CORRECTED-TREASURIES-Short-end yields rise sharply after Fed rate increase

(Corrects paratraph 2 to say 5-year yield was at session high after the announcement, not session low)

* Fed raises interest rate

* Curve flattens

* 2-year yield reaches 5-year high

By Tariro Mzezewa

NEW YORK, Dec 16 (Reuters) - Yields on U.S. Treasuries rose on Wednesday after the Federal Reserve increased its benchmark rate by 0.25 percentage point, its first hike in nearly a decade.

Yields on 5-year Treasuries were at their highest for the session following the announcement by the Fed and the yield differential between 5-year notes and 30-year bonds shrank to 125 basis points. The yield on the 2-year note reached a 5-year high of 1.021.

While the rate move had been almost fully priced in, with traders seeing an 81 percent chance of an increase leading into the meeting, according to the CME Group’s FedWatch program, investors were paying close attention to the words used by the central bank to communicate the pace of future hikes.

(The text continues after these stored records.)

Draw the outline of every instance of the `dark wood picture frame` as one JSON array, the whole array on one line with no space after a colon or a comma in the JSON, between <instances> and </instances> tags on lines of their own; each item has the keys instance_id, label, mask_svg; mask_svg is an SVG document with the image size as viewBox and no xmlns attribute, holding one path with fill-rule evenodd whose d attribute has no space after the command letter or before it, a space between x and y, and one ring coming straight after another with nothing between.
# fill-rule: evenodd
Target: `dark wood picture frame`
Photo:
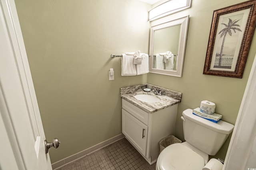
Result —
<instances>
[{"instance_id":1,"label":"dark wood picture frame","mask_svg":"<svg viewBox=\"0 0 256 170\"><path fill-rule=\"evenodd\" d=\"M204 74L242 78L256 25L256 5L250 0L214 11Z\"/></svg>"}]
</instances>

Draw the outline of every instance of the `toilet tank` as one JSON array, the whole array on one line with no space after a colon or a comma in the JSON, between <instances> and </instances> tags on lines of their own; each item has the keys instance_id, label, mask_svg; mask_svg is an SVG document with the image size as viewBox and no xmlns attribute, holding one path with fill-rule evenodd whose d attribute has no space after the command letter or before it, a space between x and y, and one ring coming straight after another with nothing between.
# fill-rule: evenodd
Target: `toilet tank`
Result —
<instances>
[{"instance_id":1,"label":"toilet tank","mask_svg":"<svg viewBox=\"0 0 256 170\"><path fill-rule=\"evenodd\" d=\"M188 109L182 113L185 140L209 155L215 155L234 129L234 125L220 121L216 123L193 114Z\"/></svg>"}]
</instances>

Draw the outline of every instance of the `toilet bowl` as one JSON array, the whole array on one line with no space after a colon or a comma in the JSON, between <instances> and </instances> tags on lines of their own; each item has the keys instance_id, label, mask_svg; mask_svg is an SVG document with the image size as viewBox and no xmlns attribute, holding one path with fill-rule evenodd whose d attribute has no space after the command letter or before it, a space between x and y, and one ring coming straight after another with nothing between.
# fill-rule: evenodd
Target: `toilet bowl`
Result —
<instances>
[{"instance_id":1,"label":"toilet bowl","mask_svg":"<svg viewBox=\"0 0 256 170\"><path fill-rule=\"evenodd\" d=\"M220 121L212 122L193 114L192 109L182 113L186 142L166 147L159 154L156 170L202 170L215 155L232 132L234 125Z\"/></svg>"}]
</instances>

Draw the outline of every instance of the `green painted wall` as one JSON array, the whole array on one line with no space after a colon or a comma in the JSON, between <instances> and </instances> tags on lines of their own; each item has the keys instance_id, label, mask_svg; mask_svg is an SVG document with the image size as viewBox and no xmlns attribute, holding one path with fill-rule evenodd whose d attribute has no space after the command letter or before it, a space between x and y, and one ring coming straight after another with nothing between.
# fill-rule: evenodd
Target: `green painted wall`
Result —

“The pace of adjustment will affect long rate movements,” said Kevin Giddis, head of fixed income at Raymond James in Memphis, Tennessee.

The increase, which is the first since 2006, is expected by analysts to flatten the yield curve in the coming months.

Traders had been increasing their curve-flattening positions in anticipation of a 2015 rate hike, which involved reducing holdings of short-dated Treasuries and increasing stakes in longer ones.

“This is a gradual flattening, not a big move because most of this is priced in but might change. Long end may hold up better as short end slows in anticipation of future hikes,” said Anthony Valeri, fixed income strategist at LPL Financial in San Diego, California.

U.S. benchmark 10-year Treasury notes were last down 7/32 in price to yield 2.288 percent, up from 2.266 percent late on Tuesday.

The U.S. 30-year bond was last down 10/32 in price to yield 3.00 percent, up from 2.991 percent late Tuesday.

Investors were listening to Chair Yellen’s press conference for more clues about the pace of increases in 2016.